Photo/Illutration

Les résidents de Niigata se séparent sur le redémarrage du réacteur Nuke dans la préfecture

Une nouvelle enquête montre une fracture égale entre les résidents sur le redémarrage La centrale nucléaire de Kashiwazaki-Kariwa, exploitée par Tokyo Electric Power Co.

L'usine est le premier réacteur que TEPCO vise à reprendre à la suite de l'accident dévastateur dans sa centrale nucléaire de Fukushima n ° 1.

L'enquête, publiée par Niigata Prefecture le 1er octobre, montre que 50% des répondants soutiennent le redémarrage, tandis que 48% s'y opposent, soulignant la nature controversée du problème.

Le gouverneur de Niigata, Hideyo Hanazumi, qui détient le dernier mot sur si l'usine reprend les opérations, a souligné l'importance de évaluer le sentiment public avant de prendre sa décision.

L'enquête marque la dernière étape de ce processus, bien que les responsables du gouvernement préfectoral aient noté que la compréhension publique du redémarrage reste limitée.

L'enquête a ciblé les résidents âgés de 18 ans et plus des 30 municipalités de la préfecture et a reçu 3 360 réponses valides, représentant 56% des personnes contactées.

Les participants ont répondu à 43 questions, principalement à choix multiples, couvrant la nécessité de l'énergie nucléaire, l'intérêt pour l'usine de Kashiwazaki-Kariwa et les vues sur son redémarrage.
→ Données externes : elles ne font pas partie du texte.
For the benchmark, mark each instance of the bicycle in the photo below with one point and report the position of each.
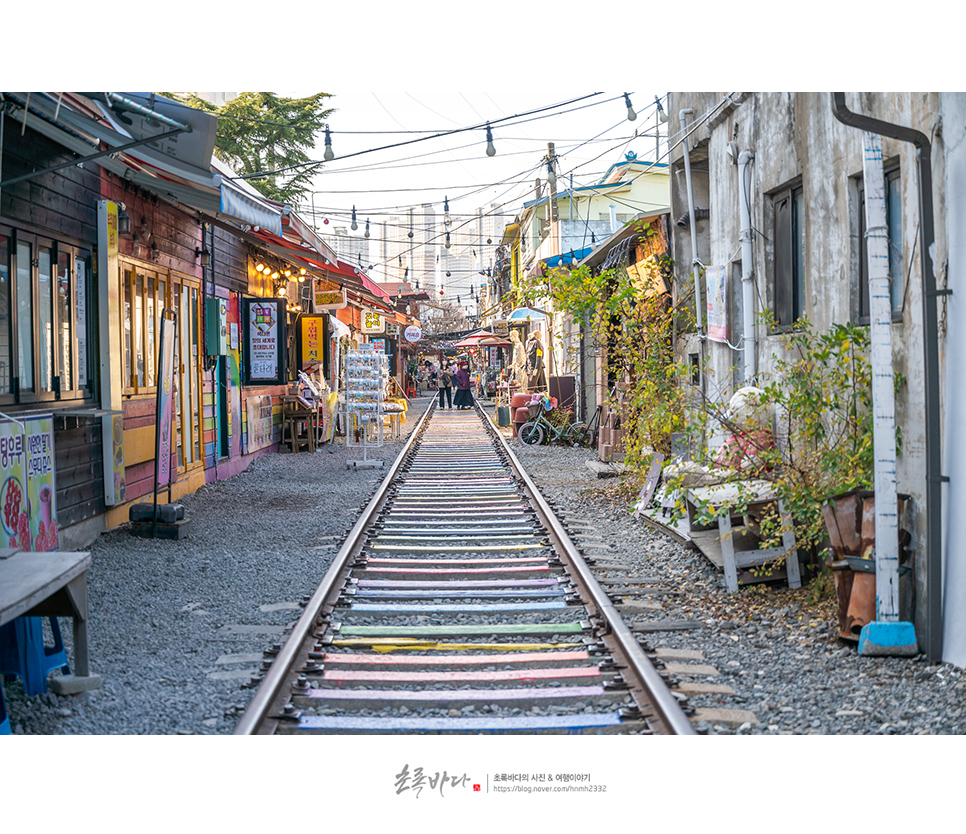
(534, 432)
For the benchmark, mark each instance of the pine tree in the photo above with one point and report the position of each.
(265, 133)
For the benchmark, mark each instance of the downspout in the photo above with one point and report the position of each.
(747, 269)
(695, 263)
(930, 344)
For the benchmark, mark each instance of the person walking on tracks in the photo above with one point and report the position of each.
(445, 382)
(464, 396)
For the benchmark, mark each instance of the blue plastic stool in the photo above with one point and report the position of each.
(23, 652)
(4, 718)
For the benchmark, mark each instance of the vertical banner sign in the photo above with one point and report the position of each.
(312, 344)
(261, 432)
(28, 487)
(265, 342)
(80, 319)
(13, 493)
(716, 278)
(165, 405)
(109, 335)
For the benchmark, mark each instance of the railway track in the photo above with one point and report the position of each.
(459, 604)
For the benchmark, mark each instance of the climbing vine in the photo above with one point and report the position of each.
(627, 315)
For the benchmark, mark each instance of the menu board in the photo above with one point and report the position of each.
(264, 341)
(28, 491)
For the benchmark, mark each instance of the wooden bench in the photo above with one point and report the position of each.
(738, 545)
(51, 584)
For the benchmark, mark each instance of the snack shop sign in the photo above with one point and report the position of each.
(28, 491)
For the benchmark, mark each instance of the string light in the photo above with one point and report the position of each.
(631, 115)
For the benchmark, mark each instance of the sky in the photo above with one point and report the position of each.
(390, 156)
(589, 135)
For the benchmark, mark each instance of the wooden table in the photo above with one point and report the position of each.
(733, 544)
(51, 585)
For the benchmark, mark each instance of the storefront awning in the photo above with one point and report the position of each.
(182, 170)
(526, 314)
(339, 329)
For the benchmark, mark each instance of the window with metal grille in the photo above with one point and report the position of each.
(788, 263)
(44, 326)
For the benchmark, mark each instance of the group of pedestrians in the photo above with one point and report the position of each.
(458, 375)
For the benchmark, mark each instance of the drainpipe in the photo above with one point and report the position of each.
(930, 344)
(747, 268)
(695, 263)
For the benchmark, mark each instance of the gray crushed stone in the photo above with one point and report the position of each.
(178, 629)
(777, 648)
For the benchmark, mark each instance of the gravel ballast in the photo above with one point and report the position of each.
(777, 648)
(178, 628)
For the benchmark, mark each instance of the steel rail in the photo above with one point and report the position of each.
(268, 691)
(665, 705)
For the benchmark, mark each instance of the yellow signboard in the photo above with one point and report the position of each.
(373, 322)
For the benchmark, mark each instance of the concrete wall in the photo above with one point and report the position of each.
(795, 136)
(954, 461)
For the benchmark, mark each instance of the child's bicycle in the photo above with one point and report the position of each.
(541, 429)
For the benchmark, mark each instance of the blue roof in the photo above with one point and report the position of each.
(568, 257)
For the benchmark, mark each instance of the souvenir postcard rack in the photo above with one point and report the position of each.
(366, 375)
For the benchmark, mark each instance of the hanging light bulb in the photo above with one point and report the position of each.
(631, 115)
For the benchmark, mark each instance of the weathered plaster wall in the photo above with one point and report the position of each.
(954, 459)
(795, 136)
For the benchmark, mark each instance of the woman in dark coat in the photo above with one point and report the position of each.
(464, 397)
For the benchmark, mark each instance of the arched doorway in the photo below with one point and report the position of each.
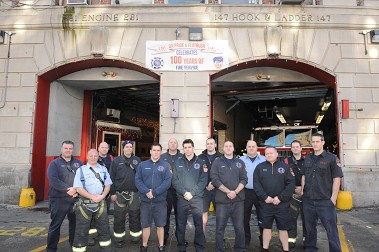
(40, 156)
(251, 95)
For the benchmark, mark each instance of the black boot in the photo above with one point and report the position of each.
(161, 248)
(143, 249)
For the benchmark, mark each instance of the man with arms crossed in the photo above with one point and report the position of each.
(189, 180)
(251, 160)
(61, 174)
(153, 178)
(229, 177)
(209, 155)
(170, 157)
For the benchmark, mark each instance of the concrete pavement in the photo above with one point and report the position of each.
(25, 229)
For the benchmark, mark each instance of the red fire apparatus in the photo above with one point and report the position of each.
(282, 136)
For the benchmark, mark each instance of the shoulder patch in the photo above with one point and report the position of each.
(338, 162)
(281, 170)
(205, 168)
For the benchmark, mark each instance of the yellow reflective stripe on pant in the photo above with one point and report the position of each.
(105, 243)
(120, 235)
(136, 234)
(81, 249)
(92, 231)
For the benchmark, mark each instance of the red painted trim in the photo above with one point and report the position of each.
(40, 137)
(40, 161)
(86, 125)
(301, 67)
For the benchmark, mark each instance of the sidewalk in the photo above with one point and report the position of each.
(25, 229)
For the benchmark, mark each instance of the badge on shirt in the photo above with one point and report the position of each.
(281, 170)
(205, 168)
(338, 162)
(293, 174)
(160, 168)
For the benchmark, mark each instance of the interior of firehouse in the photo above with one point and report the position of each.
(273, 106)
(124, 106)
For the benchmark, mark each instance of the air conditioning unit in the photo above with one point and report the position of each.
(294, 2)
(113, 2)
(77, 2)
(115, 113)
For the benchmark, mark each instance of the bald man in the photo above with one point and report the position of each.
(251, 160)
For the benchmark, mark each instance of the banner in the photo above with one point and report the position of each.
(178, 55)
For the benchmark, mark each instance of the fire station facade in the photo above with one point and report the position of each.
(51, 45)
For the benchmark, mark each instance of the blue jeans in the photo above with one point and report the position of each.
(196, 207)
(234, 210)
(59, 208)
(326, 212)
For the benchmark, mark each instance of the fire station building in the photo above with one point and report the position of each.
(148, 71)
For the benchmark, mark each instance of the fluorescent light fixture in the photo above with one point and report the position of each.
(281, 118)
(319, 118)
(273, 39)
(2, 37)
(195, 33)
(374, 36)
(325, 106)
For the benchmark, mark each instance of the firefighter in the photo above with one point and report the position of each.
(251, 160)
(229, 177)
(170, 157)
(320, 184)
(105, 160)
(274, 184)
(153, 178)
(209, 155)
(189, 180)
(124, 194)
(61, 174)
(92, 182)
(295, 162)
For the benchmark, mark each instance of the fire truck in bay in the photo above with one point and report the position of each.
(282, 136)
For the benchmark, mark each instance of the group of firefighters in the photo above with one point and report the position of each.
(149, 190)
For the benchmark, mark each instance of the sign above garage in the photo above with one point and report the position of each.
(179, 55)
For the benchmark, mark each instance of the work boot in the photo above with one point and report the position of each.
(161, 248)
(292, 242)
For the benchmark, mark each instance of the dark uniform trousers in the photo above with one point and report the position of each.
(196, 207)
(234, 210)
(172, 202)
(131, 206)
(296, 209)
(251, 199)
(83, 222)
(326, 212)
(59, 208)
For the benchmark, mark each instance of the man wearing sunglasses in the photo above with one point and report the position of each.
(61, 173)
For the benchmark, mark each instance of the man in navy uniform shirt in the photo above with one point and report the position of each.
(320, 183)
(61, 173)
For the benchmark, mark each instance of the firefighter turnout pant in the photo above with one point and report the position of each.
(296, 209)
(127, 202)
(85, 211)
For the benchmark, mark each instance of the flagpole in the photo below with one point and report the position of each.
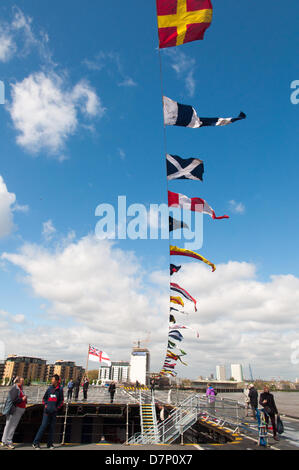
(165, 153)
(86, 368)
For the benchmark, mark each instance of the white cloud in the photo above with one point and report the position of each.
(7, 201)
(109, 300)
(99, 290)
(7, 46)
(45, 113)
(127, 82)
(237, 207)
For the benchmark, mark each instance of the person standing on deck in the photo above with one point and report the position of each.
(53, 401)
(268, 403)
(14, 409)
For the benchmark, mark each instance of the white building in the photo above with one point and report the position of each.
(220, 373)
(118, 372)
(237, 372)
(140, 365)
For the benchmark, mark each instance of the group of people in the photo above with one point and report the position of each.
(252, 401)
(53, 400)
(74, 388)
(267, 403)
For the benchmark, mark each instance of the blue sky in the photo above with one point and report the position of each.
(105, 55)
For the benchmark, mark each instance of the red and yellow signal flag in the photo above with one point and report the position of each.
(177, 300)
(181, 21)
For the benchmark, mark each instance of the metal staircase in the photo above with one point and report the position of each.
(179, 420)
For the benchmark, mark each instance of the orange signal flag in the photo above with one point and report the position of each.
(175, 250)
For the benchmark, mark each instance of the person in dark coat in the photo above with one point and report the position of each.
(152, 385)
(70, 388)
(53, 401)
(111, 390)
(253, 397)
(268, 403)
(76, 389)
(14, 409)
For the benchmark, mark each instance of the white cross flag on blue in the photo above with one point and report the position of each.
(184, 168)
(176, 114)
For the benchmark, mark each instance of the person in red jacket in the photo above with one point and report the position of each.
(17, 401)
(53, 401)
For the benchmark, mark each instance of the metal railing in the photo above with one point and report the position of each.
(223, 412)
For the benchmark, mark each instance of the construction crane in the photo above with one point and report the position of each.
(143, 341)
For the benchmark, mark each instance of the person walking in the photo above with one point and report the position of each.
(152, 386)
(270, 410)
(76, 389)
(111, 390)
(253, 397)
(53, 401)
(70, 387)
(85, 386)
(211, 396)
(246, 400)
(14, 409)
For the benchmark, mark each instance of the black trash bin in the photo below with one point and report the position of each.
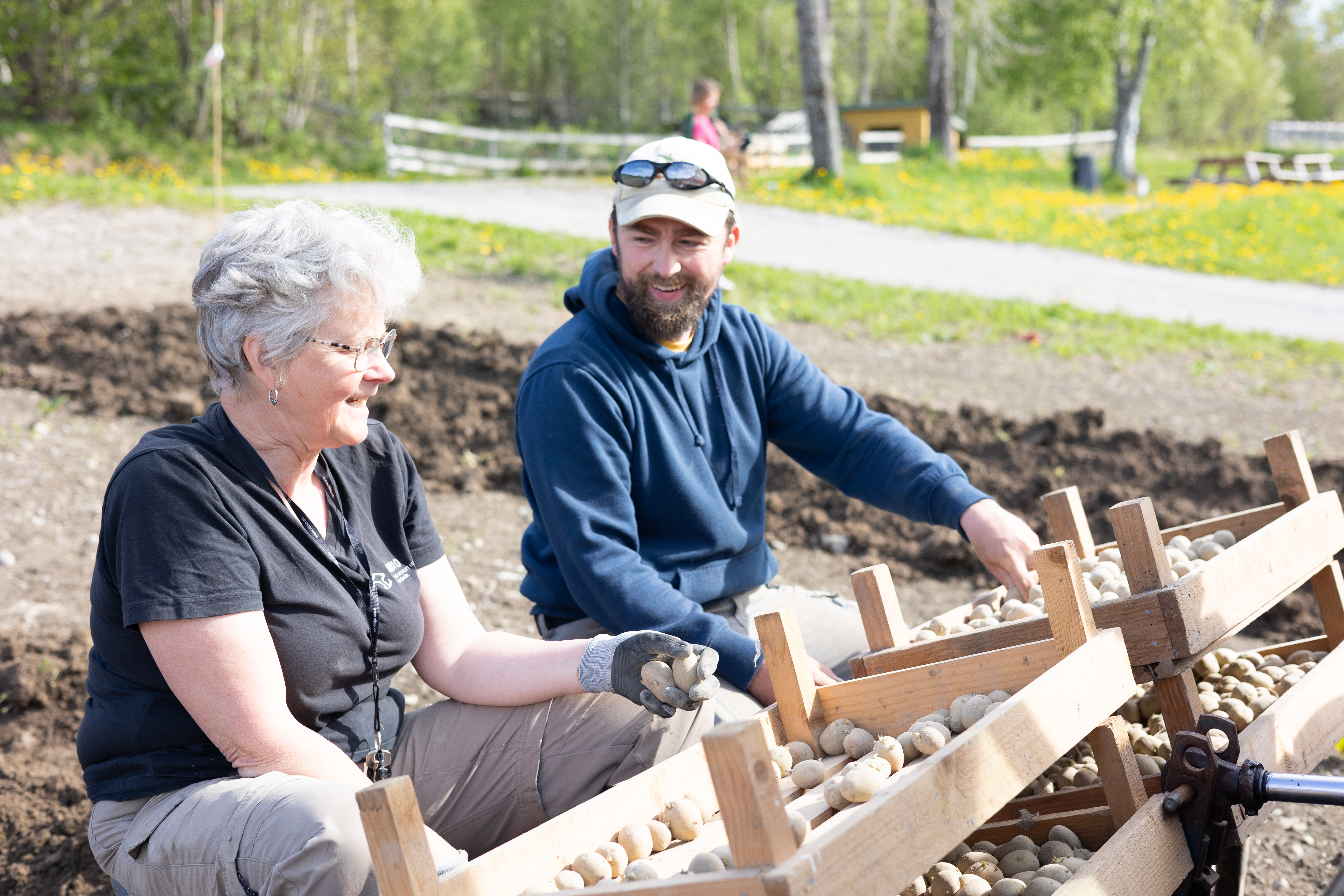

Seulement 37% pensaient que les conditions de redémarrage étaient actuellement remplies, tandis que 60% étaient en désaccord.

L'enquête a révélé que 55% ont convenu que des mesures de sécurité suffisantes ont été mises en œuvre à la suite des triples effondrements de 2011 à la centrale nucléaire de Fukushima n ° 1.

Cependant, une forte méfiance envers l'opérateur persiste, 69% exprimant leur inquiétude quant à l'exploitation de TEPCO de l'usine de Kashiwazaki-Kariwa.

L'enquête a également mis en évidence une faible sensibilisation du public à la préparation aux catastrophes nucléaires.

Dans cinq questions sur huit sur les protocoles d'évacuation et de sécurité, plus de répondants ont déclaré qu'ils ne savaient pas que conscients.

Notamment, 77% ont déclaré qu'ils ne connaissaient pas les mesures de radioprotection des installations médicales et de protection sociale.

Hanazumi a reconnu l'absence de sensibilisation du public comme regrettable et a exprimé le désir d'augmenter l'engagement.

Cependant, il s'est abstenu de commenter comment les résultats de l'enquête influenceraient sa décision finale, qui est attendue après une analyse plus détaillée d'ici la fin octobre.

Les résultats d'une enquête distincte et similaire ciblant les résidents vivant près de l'usine seront libérées en même temps.

Faire pression pour le renouveau nucléaire

Le gouvernement central et TEPCO ont augmenté les efforts pour obtenir un soutien local, offrant une aide financière aux zones d'évacuation et investissant dans l'économie régionale.

Ces mouvements se produisent au milieu d'un changement de politique plus large.

Le plan énergétique stratégique du Japon, révisé en février, favorise désormais une «utilisation maximale» de l'énergie nucléaire pour répondre à la demande croissante de l'électricité tirée par l'intelligence artificielle et pour réduire les émissions de gaz à effet de serre.

TEPCO considère le redémarrage de l'usine de Kashiwazaki-Kariwa comme essentielle à sa reprise financière.

La société fait face à plus de 16 billions de yens (108,7 milliards de dollars) en coûts liés à la catastrophe de Fukushima et a affiché des flux de trésorerie disponibles négatifs pendant sept années consécutives.

Le redémarrage d'un seul réacteur pourrait améliorer son bilan de 100 milliards de yens par an. TEPCO vise à recommencer le réacteur n ° 6 de l'usine, suivi du n ° 7.

Alors que la décision finale se profile, les projecteurs restent sur Hanazumi, dont la position prudente contraste avec la poussée du gouvernement pour le renouveau nucléaire.

(Cet article a été écrit par Naomi Nishimura, Yasushi Yamazaki et Satoshi Shinden.)